Prismatische Gläser / Prismatische Brillengläser
Sie weisen durch ihre Form eine zusätzliche optische Wirkung auf. Dadurch können sie Störungen im Binokularsehen beheben. Um diese Aufgabe erfüllen zu können, müssen prismatische Gläser in besonderer Schleifart bearbeitet werden.
 
Prismatische Nebenwirkungen
Prismatische Nebenwirkungen treten immer dann auf, wenn der Brillenträger nicht durch den Punkt des Brillengases schaut, der die vorgesehene Wirkung enthält.
 
Prismenfolien
Die Behandlung von Doppelbildern bei Kindern mit Hilfe von Prismenfolien wird oft vor dem Einsatz von prismatischen Brillengläsern durchgeführt.
Verweis: Schielen
 
Privilege Gleitsichtglas
Mit Privilege wurde ein hochleistungsfähiges Gleitsichtglas entwickelt, das mit seinem technischen Konzept des integral optimierten Designs die individuellen Ansprüche des modernen Gleitsichtglasträgers in höchstem Masse erfüllt. Es zeichnet sich durch hohen Sehkomfort bei schnellem Blickwechsel, einer natürlichen Raumwahrnehmung und bester Spontanverträglichkeit ohne Schaukeleffekt aus. Neuste Erkenntnisse in der individuellen Gleitsichtglas-Fertigung fliessen in das Konzept mit ein. Privilege wurde speziell für dynamische und aktive presbyope Brillenträger entwickelt.
 
Progression / Progressionszone
Die Progression bezeichnet die kontinuierliche Wirkungszunahme im Brillenglas ausgehend vom Bezugspunkt Ferne, bis hin zum Bezugspunkt Nähe, in der die volle Addition erreicht wird.

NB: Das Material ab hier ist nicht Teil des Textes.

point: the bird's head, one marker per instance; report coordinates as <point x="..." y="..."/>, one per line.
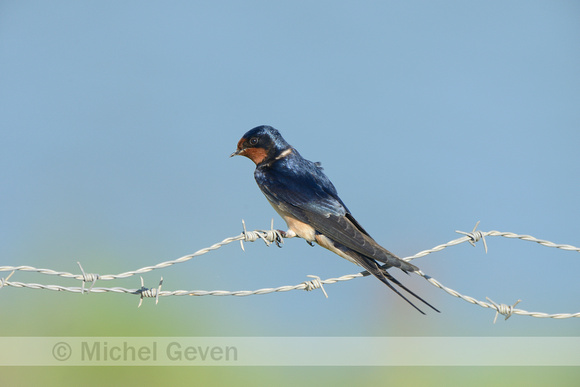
<point x="261" y="144"/>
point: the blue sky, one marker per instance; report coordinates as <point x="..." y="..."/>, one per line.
<point x="117" y="120"/>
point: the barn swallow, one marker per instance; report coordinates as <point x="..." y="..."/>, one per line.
<point x="305" y="198"/>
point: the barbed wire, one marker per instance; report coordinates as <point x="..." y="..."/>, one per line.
<point x="274" y="236"/>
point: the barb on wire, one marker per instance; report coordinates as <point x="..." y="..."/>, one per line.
<point x="276" y="236"/>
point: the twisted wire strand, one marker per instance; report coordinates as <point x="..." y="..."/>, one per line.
<point x="277" y="237"/>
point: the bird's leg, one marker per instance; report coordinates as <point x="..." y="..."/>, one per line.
<point x="287" y="234"/>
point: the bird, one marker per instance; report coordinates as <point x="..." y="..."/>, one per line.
<point x="306" y="199"/>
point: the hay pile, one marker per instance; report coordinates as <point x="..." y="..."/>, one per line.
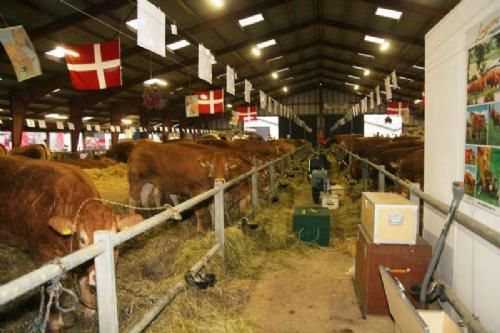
<point x="111" y="182"/>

Individualgleitsichtgläser kann man mit unterschiedlichen Progressionszonenlängen bestellen.
Gegenteil: Degression
 
Progressiv-Gläser
SuchbegriffSynonym: Gleitsichtgläser
Im Gegensatz zu den Bifokal- und Trifokalgläsern erfolgt die Änderung der Glasstärke von der Fern- zur Nahsicht bei den Gleitsichtgläern nicht abgestuft, sondern gleitend. Dadurch entfallen die sichtbaren Segmente, und das Gleitsichtglas erscheint diskreter. Trotzdem findet der Brillenträger für jede Distanz, in der er etwas betrachten will, eine passende Glaszone. Wie die Bifo- und Trifokalgläser wird das Gleitsichtglas nach Eintritt der entwicklungsbedingten Weitsichtigkeit (Alterssichtigkeit) eingesetzt.
 
Pseudophakie
Verweis: Aphakie
 
Ptosis
Herabhängen des Oberlides bei Nerven- oder Muskelschädigung.